Mekanik klavye tuşlarında, switch (şalter) olarak adlandırılan anahtarların yapısında, iki önemli kıstas bulunur. Bunlar, aktifleşme noktası ve aktifleşme kuvveti olarak bilinir.

Aktifleşme noktası; klavyede tuşa basma sırasında sinyalin bilgisayara gönderildiği noktadır. Aktifleşme kuvveti; tuşa basış sırasında aktifleşme noktasına gelene kadar gereken tuş basımı ağırlık kuvveti olarak özetlenebilir. Bu da cN yani Centi Newton olarak belirtilir. 1 cN, 1,2 gram’a denk geldiği için, 1 cN kuvvet için takribi 1 gram ağırlık gerekli diyebiliriz.

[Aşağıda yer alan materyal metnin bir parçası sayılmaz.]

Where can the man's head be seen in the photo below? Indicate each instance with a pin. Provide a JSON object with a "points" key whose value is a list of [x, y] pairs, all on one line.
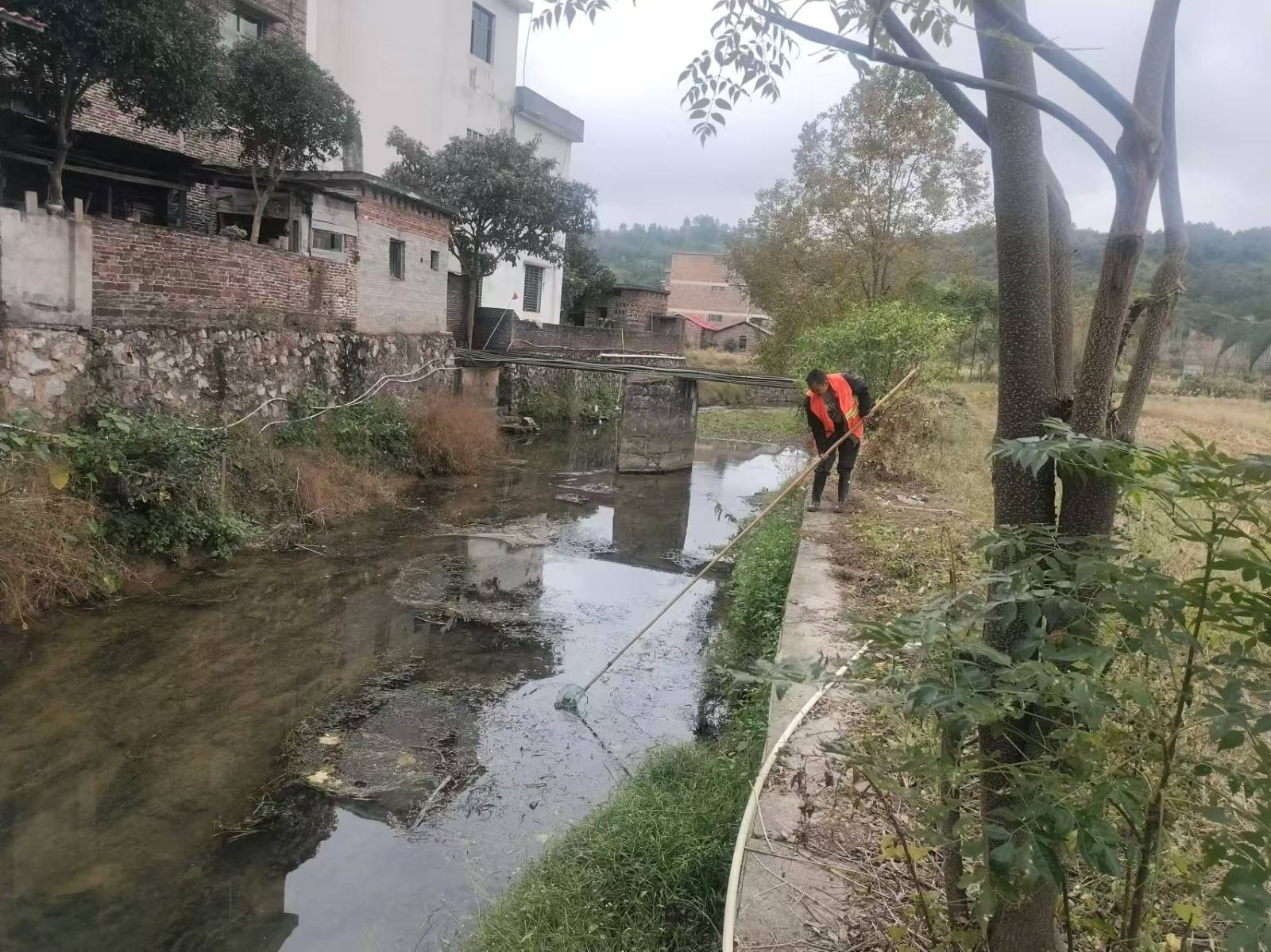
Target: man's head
{"points": [[817, 382]]}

Bu durum, mekanik klavyeleri klasik klavyelerden ayıran özelliklerdir. Çünkü normal kauçuk tabanlı (membran) klavyelerde tuş sinyali sadece tuşun sonuna kadar basıldığında bilgisayara iletirken mekanik klavyelerde tuşların yaylanma, geri tepme, direnç gösterme gibi oranlara göre iletilir. Bu bağlamda, mekanik klavyelerin tuş dirençleri ve yayları opsiyonel olarak değiştirilebilir olduğundan, membran klavyelere göre daha ergonomik hale getirilebilirler. Bunlar, çalışanın günlük rutin klavye kullanımı sırasında, klavye seçiminde dikkat edilmesi gereken oranlardır.

Yapılan araştırmalara göre:

  • Klavye kullanıcılarının ön kol ve parmak tendonlarına (bağlarına), kaslarına binen biyomekanik yükleri en aza indirmek için, < 47 cN’dan daha az aktifleşme kuvveti sahip tuşların kullanılması gerektiğini göstermektedir.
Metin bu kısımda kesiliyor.